Table 1.

Murine model of gastric cancer.

Model	Incidence (%)	Periods or Age Onset	Phenotype	Causative Mechanism	References No.
Chemical carcinogen/Bacterial infection induced
MNU	(1) 60% (2) 19%	> 50 weeks	Adenocarcinoma	An alkylating reagent in experimental gastric carcinogenesis	(1) [65] (2) [66]
H. felis	80%	< 6months	Severe gastritis	More susceptible Helicobacter spp for C57BL/6 murine model	[68]
MNU + H. felis	40%	9 months	Adenoma		[69]
Gene-targeting
pS2 (TFF1)−/−	30%	5 months	Dysplasia	Lacking normal gastric mucus	[71]
Gan (K19-Wnt1/C2mETg)	100%	< 10 months	Carcinoma	Excess of COX-2 and microsomal prostaglandin E synthase-1	[79]
INS-GAS	85%	> 20 months	Intramucosal carcinoma	Hyperexpression of gastrin	[80]

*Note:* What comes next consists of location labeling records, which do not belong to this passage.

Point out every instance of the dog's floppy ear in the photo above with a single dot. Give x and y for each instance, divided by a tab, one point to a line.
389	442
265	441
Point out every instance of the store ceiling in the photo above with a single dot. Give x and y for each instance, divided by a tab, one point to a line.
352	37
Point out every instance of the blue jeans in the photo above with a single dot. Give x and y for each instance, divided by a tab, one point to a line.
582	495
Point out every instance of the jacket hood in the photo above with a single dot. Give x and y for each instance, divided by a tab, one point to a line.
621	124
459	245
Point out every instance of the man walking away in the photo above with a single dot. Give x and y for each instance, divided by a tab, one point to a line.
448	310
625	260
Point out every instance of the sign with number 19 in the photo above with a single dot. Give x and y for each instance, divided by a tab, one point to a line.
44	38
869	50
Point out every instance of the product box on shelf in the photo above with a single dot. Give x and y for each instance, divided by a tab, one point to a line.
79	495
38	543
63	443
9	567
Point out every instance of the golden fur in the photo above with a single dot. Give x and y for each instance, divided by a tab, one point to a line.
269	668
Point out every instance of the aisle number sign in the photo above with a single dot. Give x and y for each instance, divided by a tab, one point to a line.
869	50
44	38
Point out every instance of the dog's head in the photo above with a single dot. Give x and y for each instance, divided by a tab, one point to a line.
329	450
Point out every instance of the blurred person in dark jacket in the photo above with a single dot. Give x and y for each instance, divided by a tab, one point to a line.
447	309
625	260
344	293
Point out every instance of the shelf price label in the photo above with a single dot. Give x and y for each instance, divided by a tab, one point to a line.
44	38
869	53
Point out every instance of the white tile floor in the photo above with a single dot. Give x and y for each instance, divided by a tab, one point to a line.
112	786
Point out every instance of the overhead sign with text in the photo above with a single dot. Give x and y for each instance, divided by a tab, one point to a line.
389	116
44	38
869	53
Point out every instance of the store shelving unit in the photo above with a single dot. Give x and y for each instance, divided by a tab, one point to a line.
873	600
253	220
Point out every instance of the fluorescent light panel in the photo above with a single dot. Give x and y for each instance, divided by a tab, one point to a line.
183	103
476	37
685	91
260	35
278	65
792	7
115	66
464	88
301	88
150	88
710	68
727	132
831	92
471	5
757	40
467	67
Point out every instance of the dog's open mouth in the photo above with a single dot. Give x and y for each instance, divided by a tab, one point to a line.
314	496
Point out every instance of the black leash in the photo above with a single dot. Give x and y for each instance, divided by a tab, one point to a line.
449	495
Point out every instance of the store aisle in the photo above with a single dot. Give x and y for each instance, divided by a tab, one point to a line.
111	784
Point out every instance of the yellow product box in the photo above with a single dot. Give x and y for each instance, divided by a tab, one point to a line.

INS-GAS + H. felis	< 8 months
GAS−/−	60%	1 year	Displasia	Lacking gastrin	[72]
Atp4a−/−	100%	1 year	Incomplete intestinal metaplasia	Lacking H+K+ ATPase	[73]
Atp4b-SV40	60%	1 year	Carcinoma, invasion (Lymphatic–vascular), metastasis (liver)	Expression of SV40 in parietal cells	[81]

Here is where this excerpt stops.